Archbishop Blase Cupich of Chicago was the main celebrant for the April 23 memorial Mass at Chicago’s Holy Name Cathedral. Nine cardinals and more than 50 bishops, including apostolic nuncio Archbishop Carlo Vigano, concelebrated the Mass.
Archbishop Sartain praised Cardinal George’s “profound interior life” that was motivated by “hope in the Lord.” He said the cardinal lived “a life of faith, conviction and courage.”
The archbishop paraphrased one of the cardinal’s sayings: “The only thing we take with us when we die is what we have given away. The only things that endure are our relationships with God and with each other.”
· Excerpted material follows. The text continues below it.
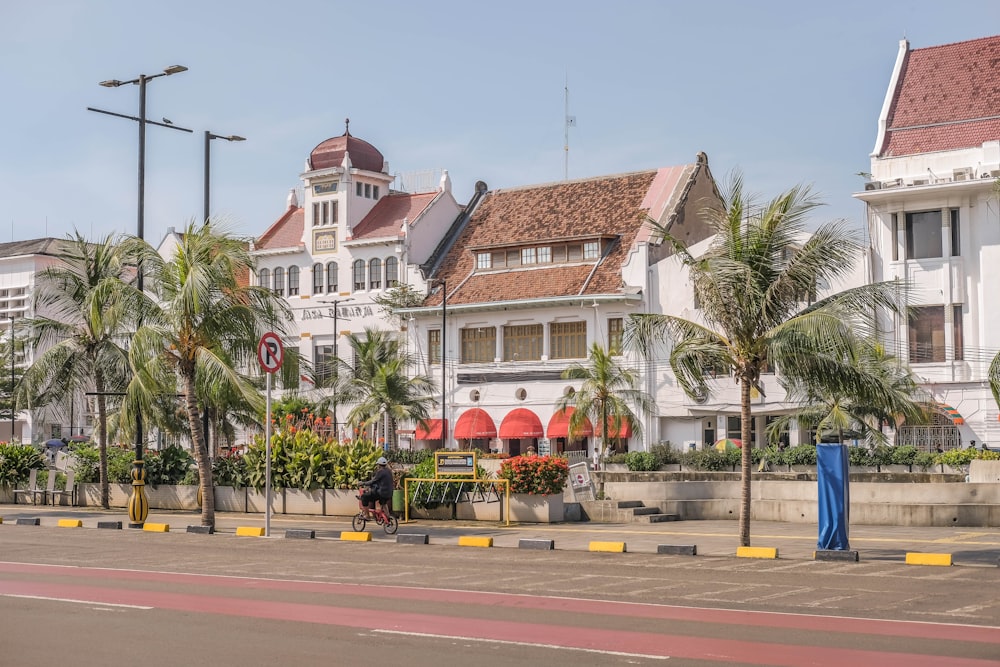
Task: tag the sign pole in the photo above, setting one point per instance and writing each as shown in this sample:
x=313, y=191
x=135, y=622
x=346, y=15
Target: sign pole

Cardinal George had “a soul devoted to prayer, a brilliant mind in love with God,” Archbishop Sartain continued.
“Because he gave these things, and more, away, he took them with him to meet the Lord last week.”
Cardinal George was a member of the Oblates of Mary Immaculate, for whom he served as a superior. He was a past president of the U.S. Conference of Catholic Bishops and was a deeply respected adviser and commentator on Catholicism in the United States.
He worked to implement the Church’s response to the sexual-abuse crisis and played a leading role in religious-freedom advocacy in response to Obama administration rules that would require Catholic institutions to provide insurance coverage for drugs and procedures that violate Catholic belief.
He served as bishop of Yakima, Wash., and Archbishop of Portland, Ore., before becoming Chicago’s archbishop in 1997.
“No one could ever dispute the extraordinary intellectual gifts God gave Francis George. Nor could one dispute the enthusiasm with which he put these gifts to use,” Archbishop Sartain continued.
“When one is joined to Christ, the Savior of the world, the beauty and the mystery of the world become the object of one’s love.”
The Seattle archbishop cited one of Cardinal George’s final homilies, in which the cardinal said, “Revealed truth and self-sacrificing love are more real, more trustworthy, than anything else.”
While Cardinal George was uncomfortable with questions about his legacy, Archbishop Sartain explained, he suggested “you and I are his legacy, because what he gave was not his at all, but the living Christ, the Truth, the Life.”
“What Francis George had received, he handed on to us,” Archbishop Sartain concluded. “So has it ever been in the Church. And so shall it ever be, now, through you and me.”
Archbishop Cupich thanked Cardinal George’s friends and family at the close of the Mass, as well as all who came to mourn a “great leader.” He asked Archbishop Vigano to convey to Pope Francis the archdiocese’s “deep gratitude” for his message upon the cardinal’s death.
The cardinal is interred at All Saints Cemetery in Des Plaines, Ill., next to his parents’ graves.